アリスもいつか、使えるようになってみたいです!
「……なんだこの問題」
「まあ、全く試験なしで編入というのもよくないということでしょう。さ、カリン。次は射撃試験です」
「こっち。ついてきて」
◇
「ところでユウカ。実は、ちょーっとお願いがあるんだけど……」
「……。何だか嫌な予感がするんだけど」
「あの、ね? ヴェリタスから没収した『鏡』ってやつなんだけど……ちょっとだけ、ちょっとだけでいいから貸してくれない?」
「はあ!? そんなこと出来るわけないでしょ! 大体何のために必要なのよ」
「お願い! ゲームを作るのに必要なの! 参考資料にパスワードがかかってて見れなくって……」
「規則を曲げるわけにはいかないわ。素直に諦めなさい。パスワードがかかった参考資料って何よ、そんなものどこから持ってきたの……」
「そこを何とか~! お慈悲を~~!」
「ひっつかないでよ鬱陶しい!」
ユウカのふとももに縋りつくモモイ。だが、没収した物をこんなことで返していては示しがつかない。
「ふふっ、それならばいいアイデアがありますよ」
「ノア!」
◇
「コユキー、いるー?」
「なんですかユウカ先輩。……お? 大人がいますね!」
「"シャーレの先生だよ"」
「先生! 私、先生って初めて会いました!」
ミレニアムの反省部屋に軟禁されている問題児コユキ。軟禁とは不穏だが、非常に倫理観がなくしょっちゅう問題を起こすため、またミレニアムの機密情報をいろいろ知っているために処置は妥当とのこと。

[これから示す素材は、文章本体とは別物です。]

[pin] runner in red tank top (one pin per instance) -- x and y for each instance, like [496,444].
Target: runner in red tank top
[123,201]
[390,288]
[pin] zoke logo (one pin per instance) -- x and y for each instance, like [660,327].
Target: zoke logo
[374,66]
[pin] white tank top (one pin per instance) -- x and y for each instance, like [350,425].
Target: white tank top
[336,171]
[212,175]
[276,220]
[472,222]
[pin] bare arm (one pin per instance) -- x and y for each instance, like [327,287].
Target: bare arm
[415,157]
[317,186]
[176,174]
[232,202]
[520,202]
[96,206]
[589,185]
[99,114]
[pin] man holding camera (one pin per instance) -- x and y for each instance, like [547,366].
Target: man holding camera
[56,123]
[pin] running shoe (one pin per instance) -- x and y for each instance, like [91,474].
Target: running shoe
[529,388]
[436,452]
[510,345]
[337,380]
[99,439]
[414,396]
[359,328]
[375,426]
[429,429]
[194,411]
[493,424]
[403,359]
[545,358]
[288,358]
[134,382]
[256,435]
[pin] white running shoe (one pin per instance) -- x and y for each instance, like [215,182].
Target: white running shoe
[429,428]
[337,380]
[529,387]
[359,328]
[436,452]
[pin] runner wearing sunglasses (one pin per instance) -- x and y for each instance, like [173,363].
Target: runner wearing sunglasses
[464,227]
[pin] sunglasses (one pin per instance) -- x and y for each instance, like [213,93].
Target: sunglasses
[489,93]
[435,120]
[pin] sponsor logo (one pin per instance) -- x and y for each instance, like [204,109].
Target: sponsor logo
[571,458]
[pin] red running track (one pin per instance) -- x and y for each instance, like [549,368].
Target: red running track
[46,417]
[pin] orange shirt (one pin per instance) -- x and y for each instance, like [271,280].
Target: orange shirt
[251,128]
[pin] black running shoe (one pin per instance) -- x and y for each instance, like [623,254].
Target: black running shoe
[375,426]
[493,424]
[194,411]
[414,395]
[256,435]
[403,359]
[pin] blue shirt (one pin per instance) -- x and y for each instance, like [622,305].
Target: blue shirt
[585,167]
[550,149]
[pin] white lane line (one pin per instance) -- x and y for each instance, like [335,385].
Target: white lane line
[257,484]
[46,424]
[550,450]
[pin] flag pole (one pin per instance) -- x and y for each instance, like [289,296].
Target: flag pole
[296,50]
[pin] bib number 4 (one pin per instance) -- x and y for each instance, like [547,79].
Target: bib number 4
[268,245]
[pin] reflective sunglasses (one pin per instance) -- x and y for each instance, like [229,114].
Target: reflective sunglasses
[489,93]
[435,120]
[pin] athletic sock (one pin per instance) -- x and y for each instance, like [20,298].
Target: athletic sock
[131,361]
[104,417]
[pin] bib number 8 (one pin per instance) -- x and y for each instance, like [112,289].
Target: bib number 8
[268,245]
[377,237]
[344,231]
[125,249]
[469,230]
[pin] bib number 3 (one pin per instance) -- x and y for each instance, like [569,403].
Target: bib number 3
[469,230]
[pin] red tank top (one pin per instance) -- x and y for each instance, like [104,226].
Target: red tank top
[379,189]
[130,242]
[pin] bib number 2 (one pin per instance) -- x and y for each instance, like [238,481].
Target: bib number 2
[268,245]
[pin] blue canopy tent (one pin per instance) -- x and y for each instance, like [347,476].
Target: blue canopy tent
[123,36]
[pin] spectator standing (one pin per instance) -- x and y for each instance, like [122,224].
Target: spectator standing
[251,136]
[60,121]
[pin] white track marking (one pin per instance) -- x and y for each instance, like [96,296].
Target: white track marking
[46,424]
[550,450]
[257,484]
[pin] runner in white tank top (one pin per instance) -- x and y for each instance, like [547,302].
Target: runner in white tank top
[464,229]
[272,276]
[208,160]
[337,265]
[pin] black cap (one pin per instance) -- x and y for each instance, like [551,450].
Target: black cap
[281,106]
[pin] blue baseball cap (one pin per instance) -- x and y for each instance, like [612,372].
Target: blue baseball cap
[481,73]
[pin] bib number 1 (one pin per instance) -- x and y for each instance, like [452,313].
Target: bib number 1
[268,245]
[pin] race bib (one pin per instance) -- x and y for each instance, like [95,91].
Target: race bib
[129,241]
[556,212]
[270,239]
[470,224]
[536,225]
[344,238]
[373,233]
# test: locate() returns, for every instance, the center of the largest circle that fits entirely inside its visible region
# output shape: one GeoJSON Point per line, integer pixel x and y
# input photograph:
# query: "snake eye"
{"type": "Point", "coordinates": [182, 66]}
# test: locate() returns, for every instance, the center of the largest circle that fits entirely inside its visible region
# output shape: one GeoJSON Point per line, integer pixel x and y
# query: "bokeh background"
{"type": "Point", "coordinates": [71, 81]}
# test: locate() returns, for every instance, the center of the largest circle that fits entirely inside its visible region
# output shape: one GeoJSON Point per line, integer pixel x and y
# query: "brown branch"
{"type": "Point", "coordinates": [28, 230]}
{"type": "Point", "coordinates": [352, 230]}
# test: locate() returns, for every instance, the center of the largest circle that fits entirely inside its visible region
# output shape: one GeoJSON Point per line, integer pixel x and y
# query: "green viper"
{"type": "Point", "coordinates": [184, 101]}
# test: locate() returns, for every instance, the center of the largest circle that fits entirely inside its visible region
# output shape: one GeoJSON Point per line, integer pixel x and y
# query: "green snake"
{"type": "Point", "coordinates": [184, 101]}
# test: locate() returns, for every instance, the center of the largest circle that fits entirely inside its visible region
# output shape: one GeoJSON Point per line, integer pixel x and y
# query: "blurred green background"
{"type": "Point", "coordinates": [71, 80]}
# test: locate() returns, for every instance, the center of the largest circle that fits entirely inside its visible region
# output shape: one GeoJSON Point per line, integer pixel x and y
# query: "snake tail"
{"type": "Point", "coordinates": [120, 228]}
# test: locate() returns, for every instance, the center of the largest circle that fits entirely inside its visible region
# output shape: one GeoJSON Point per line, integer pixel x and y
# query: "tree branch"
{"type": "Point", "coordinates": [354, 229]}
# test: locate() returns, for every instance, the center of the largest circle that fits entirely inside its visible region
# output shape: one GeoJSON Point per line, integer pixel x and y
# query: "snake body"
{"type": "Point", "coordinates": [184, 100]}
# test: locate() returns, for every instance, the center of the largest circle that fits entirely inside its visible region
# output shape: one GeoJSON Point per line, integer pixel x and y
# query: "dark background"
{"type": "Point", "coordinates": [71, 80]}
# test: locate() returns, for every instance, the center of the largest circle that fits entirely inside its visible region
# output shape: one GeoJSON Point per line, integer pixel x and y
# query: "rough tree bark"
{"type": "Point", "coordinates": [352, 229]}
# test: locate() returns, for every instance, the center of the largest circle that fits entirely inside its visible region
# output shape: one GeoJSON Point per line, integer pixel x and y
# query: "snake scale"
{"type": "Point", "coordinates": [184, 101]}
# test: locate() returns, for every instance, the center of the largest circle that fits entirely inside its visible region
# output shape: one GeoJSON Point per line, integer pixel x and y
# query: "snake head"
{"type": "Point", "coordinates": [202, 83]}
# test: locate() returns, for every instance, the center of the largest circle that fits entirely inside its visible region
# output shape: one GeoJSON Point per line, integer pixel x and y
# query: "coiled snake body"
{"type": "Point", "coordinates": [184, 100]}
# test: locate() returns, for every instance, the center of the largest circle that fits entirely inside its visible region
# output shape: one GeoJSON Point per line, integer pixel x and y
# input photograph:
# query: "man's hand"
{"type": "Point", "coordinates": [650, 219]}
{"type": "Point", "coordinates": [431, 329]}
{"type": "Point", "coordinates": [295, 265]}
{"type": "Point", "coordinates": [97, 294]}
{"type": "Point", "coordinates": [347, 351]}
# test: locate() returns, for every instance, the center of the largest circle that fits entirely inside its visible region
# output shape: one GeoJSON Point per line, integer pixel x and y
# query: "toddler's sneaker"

「ちょっとこれのパスワードを解除してあげてほしいんだけど」
「えぇー、めんどくさいですねぇ……」
「お願い、ゲームを作るのにどうしても必要なものなの! これあげるから!」
「……お菓子がいっぱい! 私に、くれるんですか? いいでしょう、パスワードくらい楽勝です!」
ゲーム開発部が食べる予定だったお菓子をもらって気分が良くなったコユキは、あっさりとG.Bibleのパスワードを突破した。これが黒崎コユキの持つ異能であり、そしてその力ゆえに、ミレニアムでは危険人物としてマークされている。
『パスワードが全くの無意味に……危ない力ですね。監視がつくのも納得です』
「自己解凍されて……もうパスワードはないみたいですね!」
「これでやっと、G.Bibleが私たちの手に……! ありがとう! 私たちの作ったゲームもあげるね!」
「にははは! ゲーム作り頑張ってくださいね~」
コユキに渡されたゲームとはもちろん、例のゲームである。
「あなたたちのゲームって……」
「まあまあ、プレゼントを取り上げるのも無粋ですし、いいじゃありませんか」
「……ノア、分かって言ってるわよね?」
「さて、何のことでしょう♪」
◇
「アリスー! 頑張れー!」
「アリスちゃん頑張ってー!」
「光の剣を使った対人戦。C&Cが相手なら大丈夫だろうし、いいデータが取れそうだね」
「おい。見せもんじゃねえぞ!」
ネルとアリスが戦うことを何処かから聞きつけてきたギャラリーたち。ゲーム開発部のほかにもエンジニア部が、試合のデータを記録しに来ている。
「リーダーもがんばれー!」
「アスナ! 何でそっちにいるんだよ、試験監督はどうした!」
「ギャラリーを守るのも試験官の仕事だよー!」
「はあ……ったく、やりにくいなぁ……」
たくさんのギャラリーに見守られながら試験官として戦うというのは、普段の任務とは別の意味のプレッシャーがかかるのであった。
「イベント戦闘ですね!」
「初めに言っておくが、あたしに負けたからって不合格になるわけじゃねぇ。が、手を抜けば……分かってるな?」
「……勝ちます!」
「ほう、やる気だな? ……アスナ」
「測定器の準備はOKかな。それじゃ……はじめ!」
「……光よ!」
試験開始早々、アリスは光の剣を放つ。威力は高いのだが、しかしネルには当てられずに華麗に回避されてしまう。後方で着弾して砂煙が上がった。
「火力だけはありそうだな」
「も、もう一度……ううっ!」
「おらよ!」
ネルは2丁のサブマシンガン、ツイン・ドラゴンを連射。アリスは光の剣を盾にしつつ、遮蔽へと退避。隠れてチャージして、飛び出して撃つが……その攻撃は読みやすく簡単に見切られてしまい、反撃を食らってしまう。
「あ、当たりません……!」
「デカい武器ってのは、相応に扱いにくいもんだ」
『命中の低い攻撃は、簡単に見切られてしまいますからね』
ネルは試すように移動を繰り返した。アリスも攻撃を当てようとするのだが、アリスの攻撃は当たらず、ネルの攻撃には被弾してしまう。アリスにはダメージが溜まっていった。
「ひか……移動します!」
「……さて、その武器の弱点。火力は高いが……近づかれたら撃てねぇよな! さあ、どうすんだ?」
『レールガン持ちに隣接。定跡の一つですね』
撃てば自分まで巻き込まれるほどの近距離。アリスは一方的に攻撃を食らってしまうかに思われたが――
「いいえ! ……光よ!」
「!?」
アリスは地面へと光の剣を発射した。
「ストップー! 大丈夫!?」
「ああもう、無茶しやがる」
「リーダーは問題なさそう、アリスちゃんは……」
「ううっ、HPが減って動けません……戦闘不能です……」
「アリスー!」
試験はアリスの自爆で終了となった。戦いについては素人だが、ギャラリーがいる方には撃たなかったのを、ネルは分かっていた。
「……ま、悪いやつじゃなさそうだな」
「はい。試験は合格とのことで、こちらの学生証を渡してほしいとのことですが……保健室に運ぶほうが先ですね」
「私が背負っていこう」
「……もう学生証があんのかよ、仕事早すぎだろ」
染料を投げるマキというのを考えたが、入れられる場所がなかった……
・見切りスキル
命中が低い攻撃を華麗に回避する。
・ウティマさん
強力な銃★《レールガン》を持っている。
レールガンは強いのだが、安定版では隣接していれば撃ってこない。
開発版では確率で撃つようにAIが改良された。しかし弾薬を盗むという方法があるらしく……。